Manca ormai poco all’inizio del 2020, e già da ora si profilano tre grossi interrogativi per gli investitori: 1) come andranno le elezioni presidenziali negli Stati Uniti? 2) c’è da preoccuparsi per il rallentamento economico? 3) il debito globale in rapporto al Pil è ai massimi dalla Seconda guerra mondiale, cosa accadrà in caso di rialzo dei tassi?

Effettivamente, il FMI ha già iniziato a dare qualche indicazione circa il rischio recessione mondiale nel 2020; l’incertezza sui mercati, il rischio Brexit, la politica protezionistica americana che prima ha provocato la guerra commerciale con la Cina e adesso ha messo in crisi il commercio con l’Europa, così come la crisi dell’industria automobilistica tedesca, rallentano le performance dei mercati e, con questi, la crescita. Inoltre, mentre la crisi del 2008 era scoppiata negli Usa per poi estendersi in Europa, adesso il cuore della crisi sarà proprio qui da noi, e non saranno i paesi più poveri a subire maggiori sofferenze, bensì quelli più industrializzati.
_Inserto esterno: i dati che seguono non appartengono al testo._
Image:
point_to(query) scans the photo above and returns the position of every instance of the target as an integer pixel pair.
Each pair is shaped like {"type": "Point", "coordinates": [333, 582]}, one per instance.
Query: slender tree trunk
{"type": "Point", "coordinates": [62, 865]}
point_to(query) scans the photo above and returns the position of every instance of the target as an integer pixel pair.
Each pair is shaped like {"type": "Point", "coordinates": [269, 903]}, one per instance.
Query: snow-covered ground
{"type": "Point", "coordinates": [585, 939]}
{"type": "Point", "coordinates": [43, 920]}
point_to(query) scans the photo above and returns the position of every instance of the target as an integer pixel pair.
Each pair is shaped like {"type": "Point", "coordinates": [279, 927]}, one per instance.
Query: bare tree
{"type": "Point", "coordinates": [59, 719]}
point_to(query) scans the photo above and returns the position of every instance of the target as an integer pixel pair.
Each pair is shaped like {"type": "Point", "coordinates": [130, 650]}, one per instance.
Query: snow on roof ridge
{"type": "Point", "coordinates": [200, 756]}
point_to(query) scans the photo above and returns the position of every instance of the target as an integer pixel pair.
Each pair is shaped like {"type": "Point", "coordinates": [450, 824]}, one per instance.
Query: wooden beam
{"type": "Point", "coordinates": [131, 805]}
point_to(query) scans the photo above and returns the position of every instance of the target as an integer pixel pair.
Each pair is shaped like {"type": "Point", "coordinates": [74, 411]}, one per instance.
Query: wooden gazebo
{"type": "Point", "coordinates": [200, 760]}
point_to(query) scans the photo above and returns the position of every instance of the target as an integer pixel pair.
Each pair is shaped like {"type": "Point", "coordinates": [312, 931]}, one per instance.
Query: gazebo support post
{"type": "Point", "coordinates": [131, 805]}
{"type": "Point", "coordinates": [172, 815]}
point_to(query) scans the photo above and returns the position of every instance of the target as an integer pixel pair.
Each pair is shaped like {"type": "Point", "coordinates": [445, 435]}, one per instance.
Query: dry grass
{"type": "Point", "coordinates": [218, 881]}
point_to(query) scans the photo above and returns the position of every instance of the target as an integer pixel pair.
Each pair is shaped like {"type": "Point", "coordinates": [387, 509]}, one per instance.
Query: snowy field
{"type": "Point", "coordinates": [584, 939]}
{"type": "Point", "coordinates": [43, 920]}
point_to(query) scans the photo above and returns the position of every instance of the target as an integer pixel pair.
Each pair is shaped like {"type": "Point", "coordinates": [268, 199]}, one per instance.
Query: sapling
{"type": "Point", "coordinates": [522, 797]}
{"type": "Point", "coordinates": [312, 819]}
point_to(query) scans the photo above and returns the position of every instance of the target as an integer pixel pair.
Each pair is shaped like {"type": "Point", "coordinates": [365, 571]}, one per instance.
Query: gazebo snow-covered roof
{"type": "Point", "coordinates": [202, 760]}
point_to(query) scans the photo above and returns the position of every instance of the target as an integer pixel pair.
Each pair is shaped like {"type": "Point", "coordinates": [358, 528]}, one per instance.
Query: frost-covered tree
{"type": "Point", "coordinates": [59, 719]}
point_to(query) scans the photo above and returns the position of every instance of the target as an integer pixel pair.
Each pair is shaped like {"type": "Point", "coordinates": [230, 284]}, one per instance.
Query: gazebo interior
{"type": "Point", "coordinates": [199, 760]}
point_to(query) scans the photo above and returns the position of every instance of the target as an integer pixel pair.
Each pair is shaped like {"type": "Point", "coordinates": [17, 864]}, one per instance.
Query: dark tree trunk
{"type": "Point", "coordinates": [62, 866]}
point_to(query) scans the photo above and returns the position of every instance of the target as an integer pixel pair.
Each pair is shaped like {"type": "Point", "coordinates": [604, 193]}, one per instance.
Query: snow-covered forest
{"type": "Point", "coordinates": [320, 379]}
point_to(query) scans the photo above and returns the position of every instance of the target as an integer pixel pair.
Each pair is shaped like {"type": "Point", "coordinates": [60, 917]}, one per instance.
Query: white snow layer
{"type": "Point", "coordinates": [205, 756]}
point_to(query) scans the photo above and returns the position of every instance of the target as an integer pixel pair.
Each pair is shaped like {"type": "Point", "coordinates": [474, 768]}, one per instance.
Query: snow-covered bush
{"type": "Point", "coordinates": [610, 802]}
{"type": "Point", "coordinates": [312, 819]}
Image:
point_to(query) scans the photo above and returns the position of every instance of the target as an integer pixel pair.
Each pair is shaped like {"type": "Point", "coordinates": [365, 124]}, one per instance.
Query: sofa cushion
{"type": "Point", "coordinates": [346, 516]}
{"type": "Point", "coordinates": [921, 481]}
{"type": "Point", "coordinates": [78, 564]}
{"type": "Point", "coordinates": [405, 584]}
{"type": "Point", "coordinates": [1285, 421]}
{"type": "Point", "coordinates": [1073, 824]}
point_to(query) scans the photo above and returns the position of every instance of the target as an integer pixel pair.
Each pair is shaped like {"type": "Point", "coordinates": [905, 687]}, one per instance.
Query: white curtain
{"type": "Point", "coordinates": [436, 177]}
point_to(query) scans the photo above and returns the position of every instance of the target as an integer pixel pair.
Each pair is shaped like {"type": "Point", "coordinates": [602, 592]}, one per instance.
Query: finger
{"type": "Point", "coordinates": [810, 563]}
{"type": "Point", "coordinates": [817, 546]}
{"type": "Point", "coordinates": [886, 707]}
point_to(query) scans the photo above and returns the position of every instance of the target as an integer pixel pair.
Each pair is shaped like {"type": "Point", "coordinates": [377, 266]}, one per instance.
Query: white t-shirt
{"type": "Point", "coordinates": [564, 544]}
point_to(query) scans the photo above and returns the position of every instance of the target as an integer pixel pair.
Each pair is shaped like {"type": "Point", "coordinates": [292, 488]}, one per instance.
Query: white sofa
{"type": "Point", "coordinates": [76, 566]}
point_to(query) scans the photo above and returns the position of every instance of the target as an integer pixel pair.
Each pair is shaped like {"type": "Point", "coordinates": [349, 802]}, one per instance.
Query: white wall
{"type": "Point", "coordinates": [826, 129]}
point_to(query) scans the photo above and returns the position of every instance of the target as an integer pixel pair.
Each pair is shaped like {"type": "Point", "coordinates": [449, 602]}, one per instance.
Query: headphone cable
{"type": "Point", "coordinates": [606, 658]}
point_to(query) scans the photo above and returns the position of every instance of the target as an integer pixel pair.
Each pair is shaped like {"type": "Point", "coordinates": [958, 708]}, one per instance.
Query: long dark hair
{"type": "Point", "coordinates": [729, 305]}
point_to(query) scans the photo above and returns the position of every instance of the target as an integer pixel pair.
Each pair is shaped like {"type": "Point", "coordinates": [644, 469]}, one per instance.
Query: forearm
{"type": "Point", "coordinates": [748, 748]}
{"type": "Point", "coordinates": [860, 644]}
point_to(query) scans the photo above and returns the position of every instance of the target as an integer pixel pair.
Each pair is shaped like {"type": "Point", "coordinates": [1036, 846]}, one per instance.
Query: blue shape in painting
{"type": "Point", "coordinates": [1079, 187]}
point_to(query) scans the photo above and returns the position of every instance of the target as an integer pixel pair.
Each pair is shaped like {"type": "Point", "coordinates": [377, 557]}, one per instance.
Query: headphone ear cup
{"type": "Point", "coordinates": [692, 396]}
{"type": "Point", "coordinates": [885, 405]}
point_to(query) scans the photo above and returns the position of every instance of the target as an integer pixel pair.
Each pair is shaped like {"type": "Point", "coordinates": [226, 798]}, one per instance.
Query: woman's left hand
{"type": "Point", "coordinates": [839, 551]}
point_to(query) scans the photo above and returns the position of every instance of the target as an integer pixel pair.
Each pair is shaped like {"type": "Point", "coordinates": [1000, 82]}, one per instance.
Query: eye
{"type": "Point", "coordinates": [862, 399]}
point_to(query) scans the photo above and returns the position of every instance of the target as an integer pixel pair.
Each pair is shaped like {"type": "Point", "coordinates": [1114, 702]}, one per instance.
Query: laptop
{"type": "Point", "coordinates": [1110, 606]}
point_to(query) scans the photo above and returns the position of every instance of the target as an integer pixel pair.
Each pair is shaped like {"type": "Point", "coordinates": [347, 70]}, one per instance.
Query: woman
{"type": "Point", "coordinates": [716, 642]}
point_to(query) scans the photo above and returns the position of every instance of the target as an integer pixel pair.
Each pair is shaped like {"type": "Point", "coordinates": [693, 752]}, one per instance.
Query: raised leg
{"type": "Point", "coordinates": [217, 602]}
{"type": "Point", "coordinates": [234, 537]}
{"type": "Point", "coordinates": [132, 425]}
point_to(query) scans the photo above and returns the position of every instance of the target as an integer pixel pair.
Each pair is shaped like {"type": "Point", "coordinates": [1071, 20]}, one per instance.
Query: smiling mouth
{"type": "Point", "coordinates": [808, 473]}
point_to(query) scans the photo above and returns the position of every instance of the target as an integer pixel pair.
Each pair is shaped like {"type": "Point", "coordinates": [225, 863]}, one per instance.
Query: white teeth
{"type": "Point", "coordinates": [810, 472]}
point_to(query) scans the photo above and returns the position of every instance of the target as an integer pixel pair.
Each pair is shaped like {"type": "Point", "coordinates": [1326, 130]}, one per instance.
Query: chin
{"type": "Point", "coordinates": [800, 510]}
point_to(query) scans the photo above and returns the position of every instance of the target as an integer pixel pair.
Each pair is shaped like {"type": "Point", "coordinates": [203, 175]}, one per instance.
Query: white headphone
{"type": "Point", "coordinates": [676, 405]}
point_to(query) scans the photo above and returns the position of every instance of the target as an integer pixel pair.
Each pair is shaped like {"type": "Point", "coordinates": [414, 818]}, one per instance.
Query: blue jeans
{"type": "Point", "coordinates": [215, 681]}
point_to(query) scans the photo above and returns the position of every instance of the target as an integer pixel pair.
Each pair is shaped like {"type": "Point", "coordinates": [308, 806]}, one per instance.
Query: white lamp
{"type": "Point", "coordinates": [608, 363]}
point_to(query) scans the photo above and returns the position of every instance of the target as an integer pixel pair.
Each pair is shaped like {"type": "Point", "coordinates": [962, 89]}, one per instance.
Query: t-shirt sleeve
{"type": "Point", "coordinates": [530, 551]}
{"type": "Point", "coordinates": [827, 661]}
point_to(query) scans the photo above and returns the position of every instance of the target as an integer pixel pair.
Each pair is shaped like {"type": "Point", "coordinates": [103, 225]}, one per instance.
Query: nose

Per questa ragione la recessione potrebbe provocare una crisi strutturale più profonda di quella che ha colpito i paesi dell’eurozona dieci anni fa.

L’Italia in particolare è stato uno dei paesi che ha registrato nell’ultimo anno la peggiore performance economica, a causa di una crescita prossima allo zero, il paese cresce a un tasso dello 0,3% all’anno. A peggiorare la situazione dell’economia italiana insistono proprio i dazi imposti da Donald Trump il mese scorso, che penalizzano le eccellenze made in Italy. Peraltro, sul punto è bene ricordare che l’Europa intera dipende dalle esportazioni più di ogni altra regione, e che le sue esportazioni sono di prodotti ciclici. Anche nel caso in cui tenesse la domanda interna, l’Europa sarebbe quindi costretta a rispondere colpo su colpo ai tagli dei tassi americani.

E così, se un giorno arriverà la recessione, il peso di combatterla ricadrà ancora una volta sulle banche centrali; gli stabilizzatori fiscali automatici, l’ultima volta, hanno infatti funzionato in Europa solo per un anno.